Testo dell'articoloVigente
In sintesi
- Abbonamenti e bit: i ricavi da abbonamenti (sub) e bit su Twitch sono corrispettivi per un’attivita’ di intrattenimento; se svolta abitualmente configurano attivita’ commerciale con obbligo di partita IVA.
- Donazioni: le donazioni volontarie dei viewer (ad esempio tramite PayPal o sistemi integrati) sono in linea di principio redditi imponibili se connessi all’esercizio dell’attivita’; la qualificazione esatta dipende dal caso concreto.
- Streamer occasionale: se la produzione e’ sporadica, i proventi rientrano nei redditi diversi da attivita’ commerciale non abituale, da dichiarare nel rigo D5 del quadro D del 730 (codice 1, causale V1).
- Streamer abituale: attivita’ continuativa con struttura organizzata richiede la partita IVA; si valuta il regime forfettario se i ricavi dell’anno precedente non superavano 85.000 euro.
- Twitch non e’ sostituto d’imposta italiano: i pagamenti arrivano al lordo, senza ritenuta d’acconto prelevata alla fonte.
- Regime forfettario: imposta sostitutiva del 15% (5% primi 4 anni) sul reddito calcolato con il coefficiente di redditivita’ del codice ATECO applicabile.
Streamer su Twitch: capire come funziona la tassazione
Fare streaming su Twitch puo’ generare piu’ fonti di guadagno: gli abbonamenti mensili dei viewer (sub), i bit (valuta virtuale della piattaforma), le donazioni dirette, le partnership con brand e i ricavi da pubblicita’. Ognuna di queste voci puo’ avere una qualificazione fiscale leggermente diversa, ma in tutti i casi i proventi sono redditi imponibili in Italia.
Il primo passo e’ stabilire se la tua attivita’ e’ occasionale o abituale.
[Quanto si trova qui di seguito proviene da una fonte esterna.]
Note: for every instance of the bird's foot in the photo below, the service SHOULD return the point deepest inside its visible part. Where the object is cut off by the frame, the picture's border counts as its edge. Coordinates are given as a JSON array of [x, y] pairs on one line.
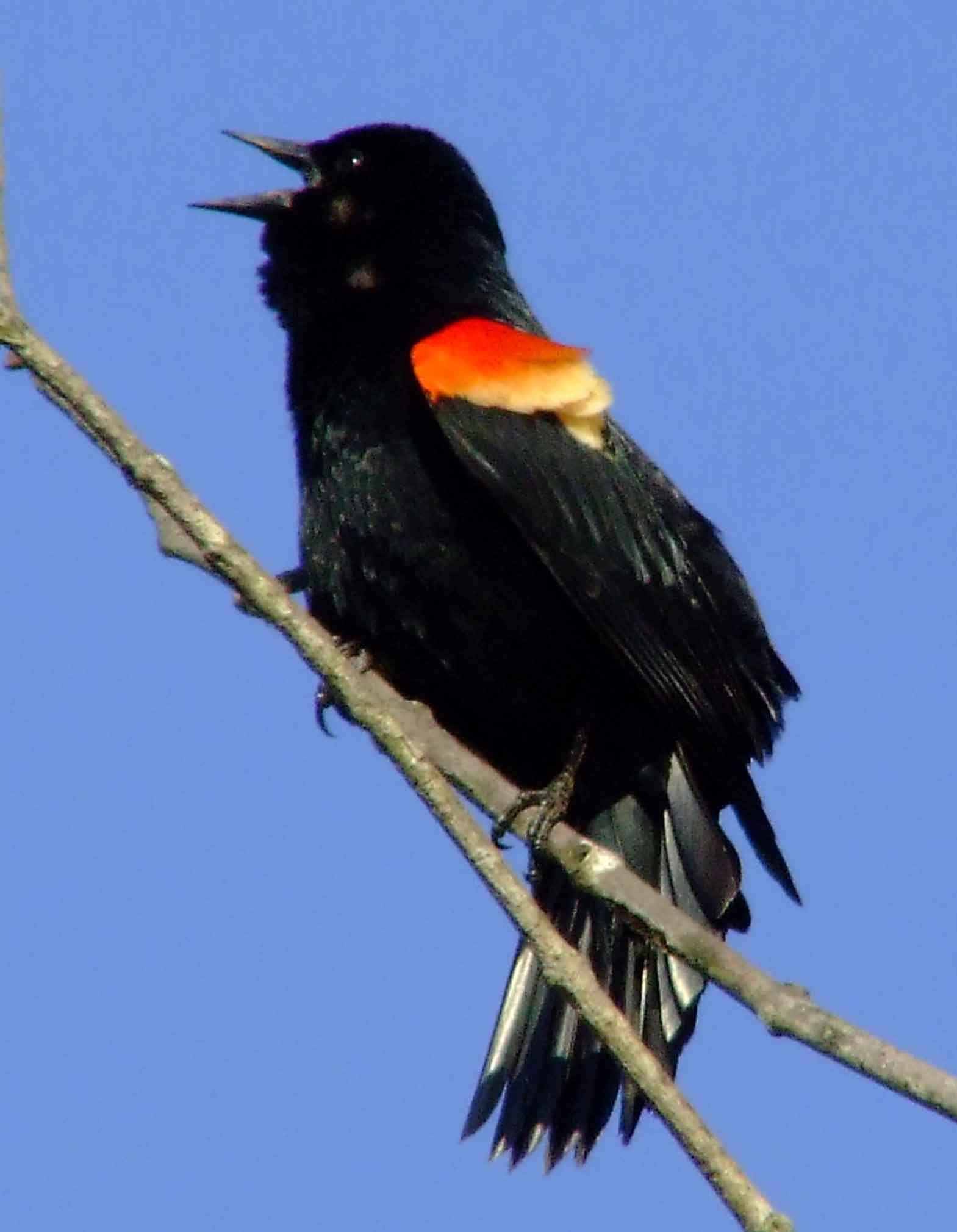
[[326, 696], [552, 801], [292, 582]]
Se fai stream ogni tanto, senza una cadenza fissa e senza organizzare la tua attivita’ come un’impresa, sei nel campo del reddito occasionale: i proventi rientrano nelle attivita’ commerciali non esercitate abitualmente e vanno dichiarati nel rigo D5 del quadro D del Modello 730, codice 1. Se invece streami con frequenza, hai un palinsesto regolare, sei affiliato o partner Twitch e ti organizzi per monetizzare l’attivita’, si configura un’attivita’ commerciale abituale che richiede la partita IVA.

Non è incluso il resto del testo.